Our avodah is to walk in the midst of the sea on dry land—that is, to see the exaltedness of Hashem and His greatness even on dry land! For HaKadosh Baruch Hu fills all worlds, and surrounds all worlds, and constantly supervises the worlds with great Hashgachah Pratis, and renews the Creation every single day, and with every single step that a person takes, he can learn fear of Heaven—by lifting the lids of his eyes and seeing HaKadosh Baruch Hu in every single thing.
The Yismach Yisrael brings in the name of Rav Menachem Mendel of Vorka that “even from the ground beneath our feet, we can learn yiras Shamayim!” He cites the words קניניך, הארץ מלאה the earth is filled with Your possessions, as he explains it this way: Even the earth is a vehicle for acquiring the Ribbono shel Olam!
This is the avodah of a person: to battle the darkness that makes it seem as though everything is simple and self-understood, and to remember that everything that takes place is really a miracle.
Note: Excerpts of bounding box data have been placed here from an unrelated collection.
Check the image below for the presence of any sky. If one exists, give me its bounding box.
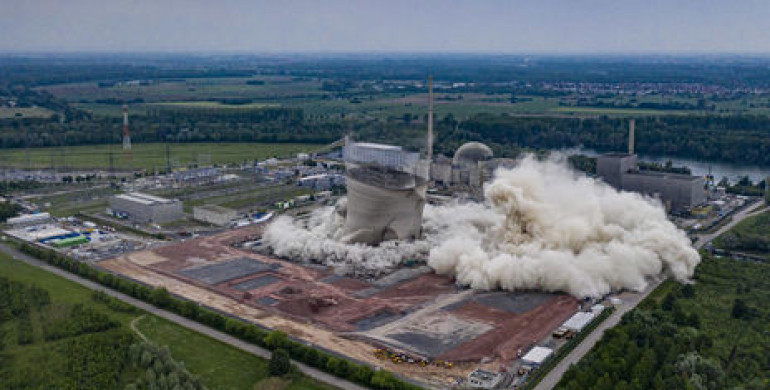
[0,0,770,54]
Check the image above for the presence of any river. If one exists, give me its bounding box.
[561,148,770,183]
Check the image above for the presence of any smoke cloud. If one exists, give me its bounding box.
[263,156,700,297]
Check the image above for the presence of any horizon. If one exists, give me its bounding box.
[0,0,770,55]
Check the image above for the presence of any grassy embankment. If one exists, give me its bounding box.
[714,211,770,259]
[0,254,331,390]
[556,256,770,390]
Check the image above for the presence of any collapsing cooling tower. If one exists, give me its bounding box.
[338,78,433,245]
[339,143,428,245]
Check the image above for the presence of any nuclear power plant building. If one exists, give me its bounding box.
[431,142,495,189]
[339,142,429,245]
[596,153,706,212]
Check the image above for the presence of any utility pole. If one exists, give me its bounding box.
[166,142,171,175]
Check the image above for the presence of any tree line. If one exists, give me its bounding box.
[556,257,770,390]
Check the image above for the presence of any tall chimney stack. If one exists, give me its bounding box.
[428,76,433,161]
[123,104,131,151]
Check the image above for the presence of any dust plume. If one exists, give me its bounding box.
[264,156,700,297]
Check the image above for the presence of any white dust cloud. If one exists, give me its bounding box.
[264,157,700,297]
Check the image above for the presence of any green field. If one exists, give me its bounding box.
[147,100,280,110]
[555,256,770,390]
[136,317,333,390]
[0,250,332,390]
[40,77,322,104]
[714,211,770,258]
[0,143,322,170]
[553,107,694,116]
[0,107,54,119]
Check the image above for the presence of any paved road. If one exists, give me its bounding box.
[695,200,767,249]
[535,201,764,390]
[0,244,367,390]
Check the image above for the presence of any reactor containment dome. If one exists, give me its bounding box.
[452,142,494,165]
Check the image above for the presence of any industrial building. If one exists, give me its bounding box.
[193,204,238,226]
[431,142,494,190]
[596,121,706,213]
[468,369,503,389]
[6,213,51,228]
[338,79,433,245]
[521,347,553,366]
[297,173,345,191]
[107,192,184,223]
[340,142,428,245]
[562,311,596,332]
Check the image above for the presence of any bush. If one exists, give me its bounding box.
[268,349,291,376]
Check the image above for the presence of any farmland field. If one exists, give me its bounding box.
[0,143,321,169]
[0,107,54,119]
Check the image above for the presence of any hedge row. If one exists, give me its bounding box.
[19,243,422,390]
[522,306,615,390]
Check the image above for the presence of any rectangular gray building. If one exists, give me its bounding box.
[109,192,184,223]
[596,153,706,212]
[193,204,238,226]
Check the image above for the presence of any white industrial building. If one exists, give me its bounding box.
[193,204,238,226]
[6,213,51,227]
[468,369,503,389]
[562,311,596,332]
[297,173,345,191]
[521,347,553,366]
[107,192,184,223]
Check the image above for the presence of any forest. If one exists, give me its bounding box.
[0,55,770,166]
[556,256,770,390]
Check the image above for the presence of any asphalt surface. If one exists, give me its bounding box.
[534,201,764,390]
[0,244,367,390]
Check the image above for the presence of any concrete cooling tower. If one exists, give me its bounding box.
[337,77,433,245]
[339,142,429,245]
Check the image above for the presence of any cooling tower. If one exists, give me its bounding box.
[339,143,428,245]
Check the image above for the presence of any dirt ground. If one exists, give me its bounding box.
[99,226,576,387]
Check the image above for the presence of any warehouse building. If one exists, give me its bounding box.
[193,204,238,226]
[596,119,706,213]
[521,347,553,366]
[468,369,503,389]
[562,311,596,332]
[107,192,184,223]
[6,213,51,228]
[596,153,706,212]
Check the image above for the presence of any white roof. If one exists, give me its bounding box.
[7,213,51,225]
[299,173,329,181]
[521,347,553,364]
[353,142,402,150]
[562,311,594,332]
[115,192,173,205]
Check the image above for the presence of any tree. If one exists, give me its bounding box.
[265,330,288,349]
[150,287,172,307]
[268,348,291,376]
[730,298,748,319]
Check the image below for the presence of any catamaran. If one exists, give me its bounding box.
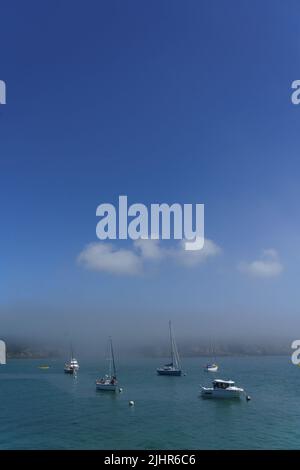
[96,338,118,392]
[64,347,79,374]
[200,379,248,398]
[157,322,182,376]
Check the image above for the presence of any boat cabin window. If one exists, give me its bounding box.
[214,382,231,390]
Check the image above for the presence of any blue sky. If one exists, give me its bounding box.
[0,0,300,346]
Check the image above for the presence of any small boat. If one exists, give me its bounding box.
[201,379,245,398]
[96,338,118,392]
[156,322,182,377]
[204,364,219,372]
[64,347,79,374]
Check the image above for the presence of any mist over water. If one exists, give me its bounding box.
[1,303,295,358]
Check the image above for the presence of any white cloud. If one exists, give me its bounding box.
[78,242,142,274]
[171,238,221,267]
[134,238,164,260]
[239,248,283,278]
[78,239,221,274]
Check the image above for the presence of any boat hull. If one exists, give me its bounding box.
[200,387,245,399]
[96,383,118,392]
[157,369,181,377]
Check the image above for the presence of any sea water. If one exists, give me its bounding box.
[0,357,300,450]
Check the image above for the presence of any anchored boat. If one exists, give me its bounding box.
[64,347,79,374]
[96,338,118,392]
[201,379,245,398]
[157,322,182,376]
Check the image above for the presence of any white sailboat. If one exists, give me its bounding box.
[157,322,182,376]
[64,347,79,374]
[96,338,118,392]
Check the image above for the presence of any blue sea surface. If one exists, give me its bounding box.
[0,356,300,450]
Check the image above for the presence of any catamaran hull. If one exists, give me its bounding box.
[157,369,181,377]
[204,366,219,372]
[201,387,245,399]
[96,384,118,392]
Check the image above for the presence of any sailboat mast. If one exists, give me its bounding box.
[110,338,117,377]
[169,321,174,365]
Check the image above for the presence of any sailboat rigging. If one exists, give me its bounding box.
[157,321,182,376]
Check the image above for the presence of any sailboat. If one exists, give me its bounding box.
[96,338,118,392]
[64,347,79,374]
[157,322,181,376]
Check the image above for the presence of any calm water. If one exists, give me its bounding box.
[0,357,300,449]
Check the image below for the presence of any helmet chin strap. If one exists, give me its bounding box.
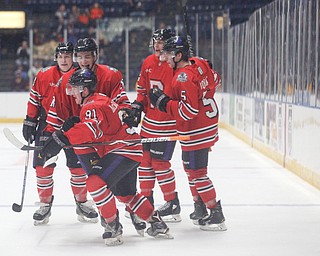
[80,92,91,105]
[172,55,181,70]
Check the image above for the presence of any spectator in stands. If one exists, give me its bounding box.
[128,0,146,17]
[68,4,80,28]
[54,4,68,35]
[79,8,90,27]
[90,3,104,27]
[16,40,30,71]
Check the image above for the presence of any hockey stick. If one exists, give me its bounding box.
[183,1,194,57]
[12,140,30,212]
[3,128,190,151]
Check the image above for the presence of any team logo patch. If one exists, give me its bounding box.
[177,72,188,82]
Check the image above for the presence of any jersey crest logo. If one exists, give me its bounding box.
[106,65,118,72]
[41,66,51,73]
[177,72,188,83]
[56,77,62,87]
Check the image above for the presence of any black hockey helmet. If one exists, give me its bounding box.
[53,42,74,61]
[74,38,98,56]
[150,28,176,47]
[67,68,97,95]
[162,36,189,57]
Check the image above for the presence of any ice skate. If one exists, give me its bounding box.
[199,201,227,231]
[33,196,53,226]
[146,211,173,239]
[130,213,147,236]
[75,197,99,223]
[158,194,181,222]
[101,216,123,246]
[189,197,208,225]
[124,206,131,219]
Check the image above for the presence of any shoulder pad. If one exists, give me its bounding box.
[56,77,62,87]
[177,72,188,82]
[41,67,52,73]
[106,65,118,72]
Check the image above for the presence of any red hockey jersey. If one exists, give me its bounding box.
[167,58,220,151]
[136,54,177,138]
[46,64,130,132]
[27,66,62,118]
[64,93,142,162]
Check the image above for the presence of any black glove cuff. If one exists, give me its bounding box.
[131,100,144,112]
[23,116,38,127]
[52,131,70,148]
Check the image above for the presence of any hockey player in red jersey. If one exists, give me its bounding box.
[23,42,98,225]
[46,38,144,232]
[132,29,181,222]
[41,69,171,245]
[46,38,130,132]
[149,36,227,231]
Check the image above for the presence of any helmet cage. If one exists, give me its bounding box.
[53,42,74,61]
[73,38,98,62]
[149,28,175,47]
[66,69,97,95]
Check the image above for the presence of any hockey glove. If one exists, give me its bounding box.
[120,108,136,127]
[62,116,80,132]
[41,131,70,159]
[22,115,38,143]
[122,100,143,127]
[149,88,171,112]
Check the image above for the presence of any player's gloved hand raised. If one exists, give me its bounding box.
[120,108,136,127]
[122,100,143,127]
[62,116,80,132]
[22,115,38,143]
[149,88,171,112]
[41,131,70,159]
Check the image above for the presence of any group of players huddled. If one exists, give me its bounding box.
[23,29,227,246]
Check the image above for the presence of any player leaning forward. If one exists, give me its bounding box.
[149,36,227,231]
[42,69,172,245]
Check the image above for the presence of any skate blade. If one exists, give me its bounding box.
[136,229,144,237]
[124,211,131,219]
[161,214,181,223]
[153,233,174,239]
[104,235,123,246]
[200,222,227,231]
[33,218,49,226]
[77,215,99,223]
[192,220,200,226]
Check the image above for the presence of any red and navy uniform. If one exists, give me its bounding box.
[136,54,177,201]
[46,64,130,132]
[27,66,87,203]
[166,58,221,208]
[64,93,153,222]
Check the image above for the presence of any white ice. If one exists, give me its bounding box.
[0,124,320,256]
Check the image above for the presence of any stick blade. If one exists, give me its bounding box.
[12,203,22,212]
[3,128,42,151]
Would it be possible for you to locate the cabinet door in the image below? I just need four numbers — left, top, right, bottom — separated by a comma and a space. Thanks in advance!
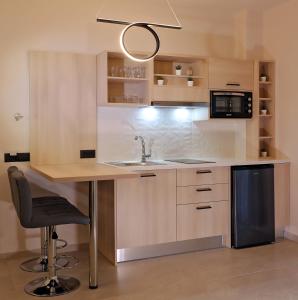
177, 201, 229, 241
209, 58, 254, 91
177, 167, 230, 186
116, 170, 176, 249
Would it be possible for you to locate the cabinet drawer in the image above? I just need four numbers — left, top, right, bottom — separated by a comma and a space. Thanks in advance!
177, 184, 230, 204
177, 201, 229, 241
177, 167, 230, 186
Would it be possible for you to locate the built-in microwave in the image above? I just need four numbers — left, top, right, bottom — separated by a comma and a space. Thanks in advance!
210, 91, 253, 119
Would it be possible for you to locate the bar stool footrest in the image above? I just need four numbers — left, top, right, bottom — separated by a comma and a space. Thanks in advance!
24, 276, 80, 297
The very fact that the world is suspended on nothingness...is an incomparable miracle! The world is filled with miracles of Kriyas Yam Suf at every single moment. The real chiddush is that we aren’t positively astounded by the miracles that surround us at every moment!
“There Are No Miracles”
The Chasam Sofer writes in several places regarding this theme. “Klal Yisrael became accustomed to receiving bread from Heaven for forty years, and then they came to Eretz Yisrael, and behold, they plant a kernel in the ground and grain grows forth! From one kernel grows an entire bushel of wheat! Try to imagine what that must have felt like for them...what kind of wonder it must have been for them. Surely, they attributed this to the bounty of Eretz Yisrael—that it is a wondrous land and that the bread doesn’t rain down from the Heavens in the “natural way,” but rather it comes forth from the ground in the most miraculous way.”
It is all a matter of acclimation. When we’re accustomed to having miracles every day, we don’t pay attention to them in the same way. And so, the avodah of the person is to “walk in the midst of the sea on dry land”; that is, to see the miracles of Kriyas Yam Suf in everyday life.
Thus wrote the Chasam Sofer in his derashos: The inyan is that there are no miracles. What is the big deal that three-thousand years ago the sea was split, and it dried up, and bread rained down from the Heavens? Every moment, we experience miracles such as this! Which fool will not become awakened when he plants seeds in the ground, and it sprouts forth a green blossom, and then a red or white flower, and then a fruit... how does this all happen?! Isn’t this a miracle just like Kriyas Yam Suf?!